A 2021 Irish study2 determined the relationships between age at first use of alcohol, tobacco, and cannabis and the patterns of cannabis use, frequency of use, and whether age of substance use onset is related to having a cannabis use disorder (CUD). In this research, published in the journal BMC Public Health, data were analysed from Ireland’s 2010/11 and 2014/15 National Drug Prevalence Surveys, which recruited 5,134 and 7,005 individuals, respectively, aged 15 years or more, living in private households. Multinomial, linear, and binary logistic regression analyses were used to determine the relationships between age of substance use onset and patterns of cannabis use, frequency of use, and having a CUD.

Results

When compared with former users, the odds of being a current cannabis user were found to be reduced by 11% (OR=0.89; 95% CI: 0.83–0.95) and 4% (OR=0.96; 95% CI: 0.92–1.00) for each year of delayed alcohol and cannabis use onset, respectively. Among current users, significant inverse linear relationships were noted, with increasing age of first use of tobacco (β=–0.547; p<0.001) and cannabis (β=–0.634; p<0.001) being associated with a decreased frequency of cannabis use within the last 30 days. The odds of having a CUD were found to be reduced by 14% (OR=0.86; 95% CI: 0.78–0.94) and 11% (OR=0.89; 95% CI: 0.82–0.98) for each year of delayed tobacco and cannabis use onset, respectively, in analyses which examined survey participants aged 15–34 years. 

Conclusions

The authors discussed that planning models based on the needs of the population are important for the successful implementation of treatment services and to adequately plan these services requires an understanding of the population in need of treatment. Findings from this study suggest that, in Ireland, prevention initiatives should prioritise younger adult cannabis users with a pattern of very early onset tobacco or cannabis use.
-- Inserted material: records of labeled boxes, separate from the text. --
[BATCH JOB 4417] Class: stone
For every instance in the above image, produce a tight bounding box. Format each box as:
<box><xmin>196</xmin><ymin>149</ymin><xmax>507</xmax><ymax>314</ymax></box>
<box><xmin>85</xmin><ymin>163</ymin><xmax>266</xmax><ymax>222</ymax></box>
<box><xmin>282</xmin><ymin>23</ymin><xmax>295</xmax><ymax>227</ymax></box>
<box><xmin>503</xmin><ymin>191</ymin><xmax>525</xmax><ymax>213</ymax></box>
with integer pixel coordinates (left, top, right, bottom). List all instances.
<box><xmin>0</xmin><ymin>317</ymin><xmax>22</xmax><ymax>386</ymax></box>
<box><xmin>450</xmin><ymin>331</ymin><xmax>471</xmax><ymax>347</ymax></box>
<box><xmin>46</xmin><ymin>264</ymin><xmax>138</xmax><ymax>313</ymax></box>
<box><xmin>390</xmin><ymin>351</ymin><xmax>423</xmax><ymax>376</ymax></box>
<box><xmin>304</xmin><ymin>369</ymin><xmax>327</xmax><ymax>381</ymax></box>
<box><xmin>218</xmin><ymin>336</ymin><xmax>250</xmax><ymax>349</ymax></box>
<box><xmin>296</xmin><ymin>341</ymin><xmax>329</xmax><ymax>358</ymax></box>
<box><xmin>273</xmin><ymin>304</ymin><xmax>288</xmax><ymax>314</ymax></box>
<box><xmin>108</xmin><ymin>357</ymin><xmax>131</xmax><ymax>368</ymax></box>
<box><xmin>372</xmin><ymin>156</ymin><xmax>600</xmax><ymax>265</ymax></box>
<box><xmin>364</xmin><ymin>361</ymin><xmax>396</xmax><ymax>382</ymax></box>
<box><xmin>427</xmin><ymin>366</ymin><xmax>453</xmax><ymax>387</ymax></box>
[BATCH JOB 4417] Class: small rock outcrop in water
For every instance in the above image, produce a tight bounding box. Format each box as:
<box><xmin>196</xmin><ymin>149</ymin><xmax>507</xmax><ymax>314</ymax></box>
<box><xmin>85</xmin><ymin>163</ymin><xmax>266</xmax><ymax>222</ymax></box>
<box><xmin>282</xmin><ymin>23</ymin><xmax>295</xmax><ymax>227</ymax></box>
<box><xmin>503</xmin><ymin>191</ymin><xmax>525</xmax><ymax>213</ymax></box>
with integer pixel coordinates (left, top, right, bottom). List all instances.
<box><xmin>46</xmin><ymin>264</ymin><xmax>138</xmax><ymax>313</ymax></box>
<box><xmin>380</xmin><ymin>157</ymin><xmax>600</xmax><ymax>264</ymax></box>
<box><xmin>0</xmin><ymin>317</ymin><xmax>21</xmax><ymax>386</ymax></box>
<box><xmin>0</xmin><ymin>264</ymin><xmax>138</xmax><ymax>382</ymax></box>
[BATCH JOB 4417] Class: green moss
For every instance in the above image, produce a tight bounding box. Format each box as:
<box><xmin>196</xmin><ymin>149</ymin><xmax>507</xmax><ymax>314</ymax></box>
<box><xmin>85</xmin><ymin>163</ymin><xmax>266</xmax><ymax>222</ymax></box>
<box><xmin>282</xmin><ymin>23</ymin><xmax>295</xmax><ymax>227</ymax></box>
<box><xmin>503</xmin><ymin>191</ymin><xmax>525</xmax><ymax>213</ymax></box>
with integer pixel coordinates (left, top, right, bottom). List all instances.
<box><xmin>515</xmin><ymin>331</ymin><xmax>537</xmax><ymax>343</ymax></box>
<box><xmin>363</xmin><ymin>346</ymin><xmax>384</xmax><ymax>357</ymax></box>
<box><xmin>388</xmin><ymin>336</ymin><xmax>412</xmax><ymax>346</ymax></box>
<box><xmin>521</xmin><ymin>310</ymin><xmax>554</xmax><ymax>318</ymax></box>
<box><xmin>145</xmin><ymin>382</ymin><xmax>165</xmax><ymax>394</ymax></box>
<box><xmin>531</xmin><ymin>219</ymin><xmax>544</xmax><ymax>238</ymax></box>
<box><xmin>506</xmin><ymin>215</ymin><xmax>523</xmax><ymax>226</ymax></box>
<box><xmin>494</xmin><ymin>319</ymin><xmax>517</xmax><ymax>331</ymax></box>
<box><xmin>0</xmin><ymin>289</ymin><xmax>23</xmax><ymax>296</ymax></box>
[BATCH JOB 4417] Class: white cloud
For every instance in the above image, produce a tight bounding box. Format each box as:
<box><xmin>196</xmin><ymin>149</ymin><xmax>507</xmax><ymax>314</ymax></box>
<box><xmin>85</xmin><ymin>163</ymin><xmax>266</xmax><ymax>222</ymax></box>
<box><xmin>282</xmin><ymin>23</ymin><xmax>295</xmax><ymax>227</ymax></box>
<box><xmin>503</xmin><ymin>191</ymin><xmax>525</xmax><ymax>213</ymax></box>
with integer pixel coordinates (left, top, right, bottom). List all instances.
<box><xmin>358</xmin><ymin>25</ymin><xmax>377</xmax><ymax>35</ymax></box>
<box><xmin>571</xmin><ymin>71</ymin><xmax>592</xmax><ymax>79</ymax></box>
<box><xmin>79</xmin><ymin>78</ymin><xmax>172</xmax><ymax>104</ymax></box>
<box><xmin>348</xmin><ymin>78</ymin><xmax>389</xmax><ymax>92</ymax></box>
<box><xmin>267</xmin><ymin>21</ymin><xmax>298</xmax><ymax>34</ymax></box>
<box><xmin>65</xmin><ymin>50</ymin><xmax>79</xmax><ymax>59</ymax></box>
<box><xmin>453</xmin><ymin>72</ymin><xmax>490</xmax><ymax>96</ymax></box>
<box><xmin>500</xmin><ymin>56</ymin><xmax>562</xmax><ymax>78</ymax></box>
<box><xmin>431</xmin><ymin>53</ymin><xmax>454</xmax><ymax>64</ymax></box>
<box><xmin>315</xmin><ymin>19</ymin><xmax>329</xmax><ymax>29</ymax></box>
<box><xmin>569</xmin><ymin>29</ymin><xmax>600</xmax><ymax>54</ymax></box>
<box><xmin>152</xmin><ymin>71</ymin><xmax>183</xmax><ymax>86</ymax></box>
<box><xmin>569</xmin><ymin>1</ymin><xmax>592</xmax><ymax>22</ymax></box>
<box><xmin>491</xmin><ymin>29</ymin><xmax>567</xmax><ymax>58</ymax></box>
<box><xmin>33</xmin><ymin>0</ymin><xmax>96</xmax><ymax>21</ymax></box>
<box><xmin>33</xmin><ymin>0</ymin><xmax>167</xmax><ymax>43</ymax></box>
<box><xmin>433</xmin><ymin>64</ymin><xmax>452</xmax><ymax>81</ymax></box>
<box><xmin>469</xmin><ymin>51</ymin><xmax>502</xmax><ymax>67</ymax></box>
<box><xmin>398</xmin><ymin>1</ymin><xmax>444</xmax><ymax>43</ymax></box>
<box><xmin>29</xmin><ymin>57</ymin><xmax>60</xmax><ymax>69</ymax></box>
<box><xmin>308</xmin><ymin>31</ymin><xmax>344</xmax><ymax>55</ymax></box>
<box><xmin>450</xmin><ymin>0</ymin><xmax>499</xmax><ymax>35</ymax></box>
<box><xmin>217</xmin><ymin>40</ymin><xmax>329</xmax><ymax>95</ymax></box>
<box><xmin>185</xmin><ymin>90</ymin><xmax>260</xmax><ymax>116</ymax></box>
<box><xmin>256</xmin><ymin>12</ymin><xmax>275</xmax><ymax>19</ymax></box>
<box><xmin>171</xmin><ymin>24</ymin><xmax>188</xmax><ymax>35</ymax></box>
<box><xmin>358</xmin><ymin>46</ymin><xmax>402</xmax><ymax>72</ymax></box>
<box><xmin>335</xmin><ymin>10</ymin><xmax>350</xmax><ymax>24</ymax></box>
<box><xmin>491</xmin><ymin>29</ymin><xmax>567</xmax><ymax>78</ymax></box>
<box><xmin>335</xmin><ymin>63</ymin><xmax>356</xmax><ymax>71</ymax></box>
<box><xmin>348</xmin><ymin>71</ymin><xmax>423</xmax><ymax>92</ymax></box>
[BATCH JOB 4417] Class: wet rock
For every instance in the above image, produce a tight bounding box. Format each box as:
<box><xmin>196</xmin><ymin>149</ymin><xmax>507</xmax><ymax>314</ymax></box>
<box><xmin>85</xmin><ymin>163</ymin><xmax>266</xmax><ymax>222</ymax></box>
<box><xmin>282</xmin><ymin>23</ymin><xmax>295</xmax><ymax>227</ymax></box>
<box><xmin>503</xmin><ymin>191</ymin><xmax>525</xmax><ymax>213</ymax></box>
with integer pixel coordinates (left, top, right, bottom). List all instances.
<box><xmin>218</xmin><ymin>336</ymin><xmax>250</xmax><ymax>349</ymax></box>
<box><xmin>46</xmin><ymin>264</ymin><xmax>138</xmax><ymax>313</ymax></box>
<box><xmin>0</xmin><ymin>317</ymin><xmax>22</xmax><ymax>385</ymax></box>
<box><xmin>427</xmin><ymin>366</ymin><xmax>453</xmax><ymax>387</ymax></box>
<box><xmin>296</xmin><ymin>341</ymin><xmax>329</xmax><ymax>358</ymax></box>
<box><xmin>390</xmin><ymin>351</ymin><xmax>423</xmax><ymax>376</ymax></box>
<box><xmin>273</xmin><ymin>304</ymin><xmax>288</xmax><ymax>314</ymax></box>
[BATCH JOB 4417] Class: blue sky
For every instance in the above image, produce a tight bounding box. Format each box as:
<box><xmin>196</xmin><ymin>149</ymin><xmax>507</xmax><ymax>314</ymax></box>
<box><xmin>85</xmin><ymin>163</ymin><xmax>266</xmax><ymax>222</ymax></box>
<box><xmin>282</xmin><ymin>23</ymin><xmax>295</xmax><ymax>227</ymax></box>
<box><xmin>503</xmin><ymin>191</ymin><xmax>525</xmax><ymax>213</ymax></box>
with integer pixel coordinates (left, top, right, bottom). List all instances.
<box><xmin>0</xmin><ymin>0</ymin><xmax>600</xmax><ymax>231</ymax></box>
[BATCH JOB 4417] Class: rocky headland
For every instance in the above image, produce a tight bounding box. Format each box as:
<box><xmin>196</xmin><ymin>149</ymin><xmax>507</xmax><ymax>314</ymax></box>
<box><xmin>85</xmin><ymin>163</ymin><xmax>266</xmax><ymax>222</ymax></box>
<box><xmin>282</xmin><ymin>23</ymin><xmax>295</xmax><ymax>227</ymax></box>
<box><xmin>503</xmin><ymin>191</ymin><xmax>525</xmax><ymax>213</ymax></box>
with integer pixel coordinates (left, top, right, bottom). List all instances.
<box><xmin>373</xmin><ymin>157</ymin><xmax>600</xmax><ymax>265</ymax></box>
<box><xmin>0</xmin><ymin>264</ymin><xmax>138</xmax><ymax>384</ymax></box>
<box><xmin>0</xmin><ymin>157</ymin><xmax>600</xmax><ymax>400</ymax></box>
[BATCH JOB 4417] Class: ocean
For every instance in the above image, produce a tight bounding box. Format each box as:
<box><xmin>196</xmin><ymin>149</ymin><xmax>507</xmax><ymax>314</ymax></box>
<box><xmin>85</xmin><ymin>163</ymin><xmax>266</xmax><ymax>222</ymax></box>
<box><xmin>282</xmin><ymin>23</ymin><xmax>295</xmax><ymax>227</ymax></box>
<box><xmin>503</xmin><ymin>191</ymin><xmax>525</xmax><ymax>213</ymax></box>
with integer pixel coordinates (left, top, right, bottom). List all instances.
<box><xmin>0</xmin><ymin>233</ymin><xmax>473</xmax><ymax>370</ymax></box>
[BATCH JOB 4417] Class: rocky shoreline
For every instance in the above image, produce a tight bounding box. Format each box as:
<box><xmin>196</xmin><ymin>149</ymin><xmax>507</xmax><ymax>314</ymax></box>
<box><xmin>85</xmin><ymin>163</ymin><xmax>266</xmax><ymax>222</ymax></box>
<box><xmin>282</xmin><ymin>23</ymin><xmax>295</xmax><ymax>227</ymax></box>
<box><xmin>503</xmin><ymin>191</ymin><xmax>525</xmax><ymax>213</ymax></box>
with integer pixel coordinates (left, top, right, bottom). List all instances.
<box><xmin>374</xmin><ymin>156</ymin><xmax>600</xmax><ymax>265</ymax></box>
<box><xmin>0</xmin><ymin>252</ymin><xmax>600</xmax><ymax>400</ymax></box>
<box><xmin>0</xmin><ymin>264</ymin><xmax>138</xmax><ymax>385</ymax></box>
1   Van Leeuwen AP, Verhulst FC, Reijneveld SA, Vollebergh WAM, Ormel J and Huizink AC (2011) Can the gateway hypothesis, the common liability model and/or, the route of administration model predict initiation of cannabis use during adolescence? A survival analysis – the TRAILS study. J Adolesc Health, 48(1): 73–78. https://www.drugsandalcohol.ie/34674/

2  Millar SR, Mongan D, Smyth BP, Perry IJ and Galvin B (2021) Relationships between age at first substance use and persistence of cannabis use and cannabis use disorder. BMC Public Health, 21: 997.